Sohbet sırasında fabrikanın güvenlik görevlilerinin tepkisine, kaba davranışlarına maruz kaldık. Fabrika sahasında dağıtımın yasak olduğunu söylediler ve bültenlerimizi zorla almaya kalktılar. İşçi Dayanışması bültenimizi onlara kaptırmadık. İşçi kardeşlerimiz için oradaydık, o bültenleri onlara ulaştırmalıydık, onlara mücadeleyle birlikte gelecek umut dolu günlerin yolunu göstermeliydik. Haksızlığa boyun eğmeyen insanların neler kazanabileceğini gösteren İşçi Dayanışması bültenimizdeki yazılarla işçinin el fenerini onlara ulaştırmalıydık. Bir işçi olduğunu unutan güvenlik görevlilerinin kabalığına rağmen bültenlerimizi dağıtmaya devam ettik. Patronların işçilerin bilincini nasıl bulanıklaştırdığını yaşayarak bir kez daha gördük. İşçiye işçiliğini unutturup onları yozlaştırarak işçi arkadaşlarına karşı düşman ediyorlar.

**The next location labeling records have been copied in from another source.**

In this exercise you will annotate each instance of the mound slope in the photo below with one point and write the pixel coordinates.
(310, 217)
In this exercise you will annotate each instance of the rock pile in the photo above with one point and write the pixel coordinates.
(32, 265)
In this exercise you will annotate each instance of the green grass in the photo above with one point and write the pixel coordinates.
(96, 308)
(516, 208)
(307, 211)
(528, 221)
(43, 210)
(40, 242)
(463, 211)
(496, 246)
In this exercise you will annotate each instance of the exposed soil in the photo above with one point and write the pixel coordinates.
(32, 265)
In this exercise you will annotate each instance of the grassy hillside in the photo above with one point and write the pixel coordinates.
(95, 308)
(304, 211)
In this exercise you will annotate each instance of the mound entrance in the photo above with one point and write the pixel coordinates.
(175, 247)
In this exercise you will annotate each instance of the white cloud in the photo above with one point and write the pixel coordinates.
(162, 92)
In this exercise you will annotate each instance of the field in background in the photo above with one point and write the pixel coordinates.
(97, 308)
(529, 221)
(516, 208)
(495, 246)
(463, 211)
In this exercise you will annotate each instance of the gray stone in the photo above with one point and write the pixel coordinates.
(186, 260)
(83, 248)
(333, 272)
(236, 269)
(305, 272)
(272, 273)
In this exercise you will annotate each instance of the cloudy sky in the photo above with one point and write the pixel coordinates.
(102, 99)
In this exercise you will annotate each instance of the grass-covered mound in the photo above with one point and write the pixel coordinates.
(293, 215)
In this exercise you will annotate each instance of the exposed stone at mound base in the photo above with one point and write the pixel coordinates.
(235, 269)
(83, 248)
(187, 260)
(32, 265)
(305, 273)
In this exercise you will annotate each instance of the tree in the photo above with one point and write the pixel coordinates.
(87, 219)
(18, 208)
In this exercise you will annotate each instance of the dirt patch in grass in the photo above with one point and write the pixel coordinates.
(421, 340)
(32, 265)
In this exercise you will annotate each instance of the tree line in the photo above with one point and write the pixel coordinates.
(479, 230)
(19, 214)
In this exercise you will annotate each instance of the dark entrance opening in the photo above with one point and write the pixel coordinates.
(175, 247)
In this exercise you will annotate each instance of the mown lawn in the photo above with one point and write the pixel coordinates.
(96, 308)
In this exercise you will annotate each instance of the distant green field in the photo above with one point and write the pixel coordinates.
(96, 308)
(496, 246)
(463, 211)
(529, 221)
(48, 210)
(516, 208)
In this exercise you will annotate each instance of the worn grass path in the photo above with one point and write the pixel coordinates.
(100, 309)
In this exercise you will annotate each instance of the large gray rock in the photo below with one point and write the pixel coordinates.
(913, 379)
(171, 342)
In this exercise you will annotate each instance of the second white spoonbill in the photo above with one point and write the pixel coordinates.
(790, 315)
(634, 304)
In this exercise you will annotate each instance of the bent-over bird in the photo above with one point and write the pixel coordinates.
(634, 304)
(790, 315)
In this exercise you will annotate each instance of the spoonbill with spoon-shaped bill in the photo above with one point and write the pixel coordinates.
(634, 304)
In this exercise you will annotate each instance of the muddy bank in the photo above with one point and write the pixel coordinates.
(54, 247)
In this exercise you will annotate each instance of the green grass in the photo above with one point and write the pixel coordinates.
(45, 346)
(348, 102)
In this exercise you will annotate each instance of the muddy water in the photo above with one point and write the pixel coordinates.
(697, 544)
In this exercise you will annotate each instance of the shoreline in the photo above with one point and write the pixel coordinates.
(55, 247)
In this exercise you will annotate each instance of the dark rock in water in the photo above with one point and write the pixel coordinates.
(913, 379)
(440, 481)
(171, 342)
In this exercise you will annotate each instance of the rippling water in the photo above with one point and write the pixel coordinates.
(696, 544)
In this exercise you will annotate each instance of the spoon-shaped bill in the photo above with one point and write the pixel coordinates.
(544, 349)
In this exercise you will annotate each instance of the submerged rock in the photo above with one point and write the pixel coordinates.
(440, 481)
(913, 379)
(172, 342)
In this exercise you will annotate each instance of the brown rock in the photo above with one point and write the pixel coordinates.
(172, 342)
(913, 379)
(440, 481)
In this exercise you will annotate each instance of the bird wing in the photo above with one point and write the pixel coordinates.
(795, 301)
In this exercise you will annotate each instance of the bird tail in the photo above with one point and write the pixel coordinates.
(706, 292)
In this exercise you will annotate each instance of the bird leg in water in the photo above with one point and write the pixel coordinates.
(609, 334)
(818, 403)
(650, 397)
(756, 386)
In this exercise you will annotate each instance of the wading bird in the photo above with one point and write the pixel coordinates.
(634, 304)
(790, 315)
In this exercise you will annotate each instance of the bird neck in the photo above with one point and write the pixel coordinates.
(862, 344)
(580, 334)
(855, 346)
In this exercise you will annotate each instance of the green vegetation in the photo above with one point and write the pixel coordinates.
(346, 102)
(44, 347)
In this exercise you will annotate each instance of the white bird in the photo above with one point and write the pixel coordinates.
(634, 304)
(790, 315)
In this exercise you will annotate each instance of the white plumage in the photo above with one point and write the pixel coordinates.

Arkadaşlar işçiyi işçiye kırdırmaya çalışan zihniyete karşı uyanık olmalıyız. Çünkü biz işçiler bir bütünüz, bizim sevinçlerimiz mutluluklarımız ve üzüntülerimiz ortak. İşçiye, patrondan dost olmaz. İşçinin dostu, dünyanın neresinde olursa olsun, onun gibi işgücünü satmak zorunda olan sınıf kardeşleridir. Bu bilinçte olduğumuz sürece biz işçiler bir bütün olarak bir çatı altında toplanır ve tek bir yumrukla karanlığı yırtıp güzel günlere kavuşuruz. İşte bu yüzden alanlarda haykırıyoruz: Kurtuluş Yok Tek Başına ya Hep Beraber ya Hiçbirimiz!
Yaşasın Örgütlü Mücadelemiz!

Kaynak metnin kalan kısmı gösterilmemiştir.